The outspoken Radiohead frontman has repeatedly railed against the state of the modern music industry and pioneered the pay-what-you-want format for seventh album In Rainbows eight years ago.
In an exclusive interview for Italian newspaper La Repubblica, Yorke claimed that he “definitely doesn’t use YouTube” and instead listens to new music through paid music site Boomkat.
“The funny thing is that YouTube has said ‘that’s not fair’ [to AdBlocker]. You know? They say it’s not fair - the people who put adverts in front of any piece of content, making a load of money, while artists don’t get paid or are paid laughable amounts - and that seems fine to them. But if they don’t get a profit out of it, it’s not fair.”
Yorke admitted that he does not know how to solve the problem of musicians seeing little or no benefit from sales and streaming of their music, but added that companies have “seized control” of art like the Nazis did.

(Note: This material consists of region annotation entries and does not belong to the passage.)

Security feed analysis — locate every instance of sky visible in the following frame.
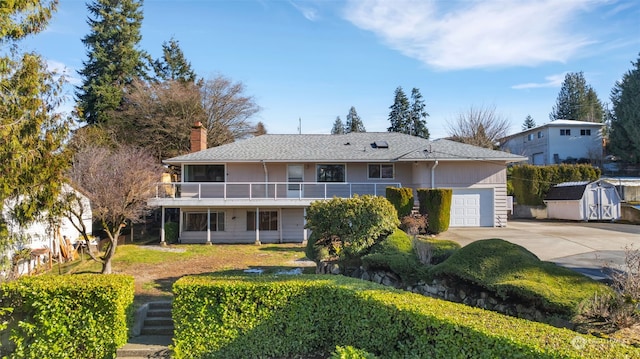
[20,0,640,139]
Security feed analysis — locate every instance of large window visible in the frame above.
[184,165,224,182]
[316,165,344,182]
[369,163,393,179]
[247,211,278,231]
[182,211,224,232]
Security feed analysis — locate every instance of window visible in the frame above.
[182,211,224,232]
[184,165,224,182]
[247,211,278,231]
[316,165,344,182]
[369,163,393,179]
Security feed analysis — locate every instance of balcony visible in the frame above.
[149,182,401,207]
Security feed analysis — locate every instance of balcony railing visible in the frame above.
[156,182,401,200]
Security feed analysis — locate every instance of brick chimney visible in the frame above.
[191,121,207,153]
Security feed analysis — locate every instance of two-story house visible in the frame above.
[500,120,604,165]
[149,126,525,243]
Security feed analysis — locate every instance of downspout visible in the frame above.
[431,160,438,188]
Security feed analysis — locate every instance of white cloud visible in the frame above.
[344,0,597,70]
[511,72,567,90]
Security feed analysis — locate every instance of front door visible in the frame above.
[287,165,304,198]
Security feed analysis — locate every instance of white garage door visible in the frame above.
[449,189,493,227]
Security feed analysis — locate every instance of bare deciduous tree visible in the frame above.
[200,75,261,147]
[69,146,163,274]
[447,106,511,149]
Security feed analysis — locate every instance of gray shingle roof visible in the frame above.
[165,132,526,164]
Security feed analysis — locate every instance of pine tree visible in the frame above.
[344,106,367,133]
[331,116,344,135]
[549,72,604,122]
[387,86,410,133]
[408,87,429,139]
[609,54,640,163]
[76,0,146,124]
[522,115,536,131]
[153,38,196,82]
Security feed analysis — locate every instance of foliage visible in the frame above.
[200,75,261,147]
[522,115,536,131]
[549,71,604,122]
[429,239,607,316]
[69,146,164,274]
[609,55,640,163]
[417,188,453,234]
[447,106,511,149]
[510,164,601,206]
[152,37,196,83]
[164,222,180,243]
[173,275,640,359]
[76,0,146,124]
[306,195,400,261]
[0,275,134,358]
[385,187,413,218]
[331,116,344,135]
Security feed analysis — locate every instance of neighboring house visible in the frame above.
[149,124,525,243]
[3,184,92,274]
[499,120,604,165]
[544,180,622,221]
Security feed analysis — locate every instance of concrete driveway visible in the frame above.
[438,220,640,280]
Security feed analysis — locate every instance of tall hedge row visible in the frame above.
[386,187,413,218]
[0,274,134,359]
[173,276,640,359]
[417,188,453,234]
[510,164,602,206]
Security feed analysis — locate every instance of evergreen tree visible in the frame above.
[387,86,410,133]
[408,87,429,139]
[153,38,196,82]
[344,106,367,133]
[0,1,69,281]
[76,0,146,124]
[549,72,604,122]
[331,116,344,135]
[609,55,640,163]
[522,115,536,131]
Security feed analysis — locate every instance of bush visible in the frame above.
[0,274,134,358]
[429,239,609,316]
[305,195,400,262]
[164,222,180,243]
[173,275,640,359]
[386,187,413,218]
[418,188,453,234]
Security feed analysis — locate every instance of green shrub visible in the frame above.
[164,222,180,243]
[305,195,400,261]
[418,188,453,234]
[172,275,640,359]
[386,187,413,218]
[429,239,608,316]
[510,164,601,206]
[0,274,134,358]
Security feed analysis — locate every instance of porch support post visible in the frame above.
[160,206,167,247]
[207,208,211,244]
[254,207,262,245]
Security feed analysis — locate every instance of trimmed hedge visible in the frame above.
[0,274,134,359]
[173,275,640,359]
[417,188,453,234]
[509,164,601,206]
[386,187,413,218]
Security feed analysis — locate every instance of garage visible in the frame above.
[449,188,494,227]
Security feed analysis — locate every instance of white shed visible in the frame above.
[544,180,621,221]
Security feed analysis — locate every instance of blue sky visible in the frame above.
[21,0,640,138]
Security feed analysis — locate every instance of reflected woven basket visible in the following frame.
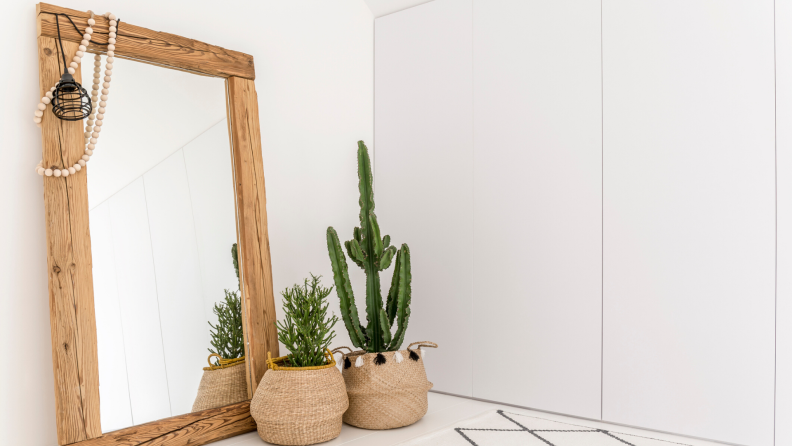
[250,350,349,445]
[334,342,437,429]
[192,353,248,412]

“People continue to say that this is an era where music is free, cinema is free,” he said. “It’s not true. The creators of services make money - Google, YouTube. A huge amount of money, by trawling, like in the sea - they take everything there is.
“‘Oh, sorry, was that yours? Now it’s ours. No, no, we’re joking - it’s still yours’. They’ve seized control of it - it’s like what the Nazis did during the Second World War. Actually, it’s like what everyone was doing during the war, even the English - stealing the art of other countries. What difference is there?”
Yorke also bemoaned how the lack of a vinyl-style “relationship” with USB sticks and digital downloads has had “a corrosive effect on how music is made”.
The 47-year-old first publicly denounced Spotify in July 2013, when he revealed on Twitter that his other band Atoms for Peace had left the service. He tweeted: “Make no mistake, new artists you discover on Spotify will not get paid. Meanwhile shareholders will shortly be rolling in it. Simples.”
Spotify said at the time that it had already paid $500 million to rightsholders and invests much of the money into “nurturing new talent and producing great new music”.
With the high-profile likes of Taylor Swift and Adele also opting to keep their songs off Spotify, the company recently insisted that it pays “nearly 70 per cent of revenue back to the music community”.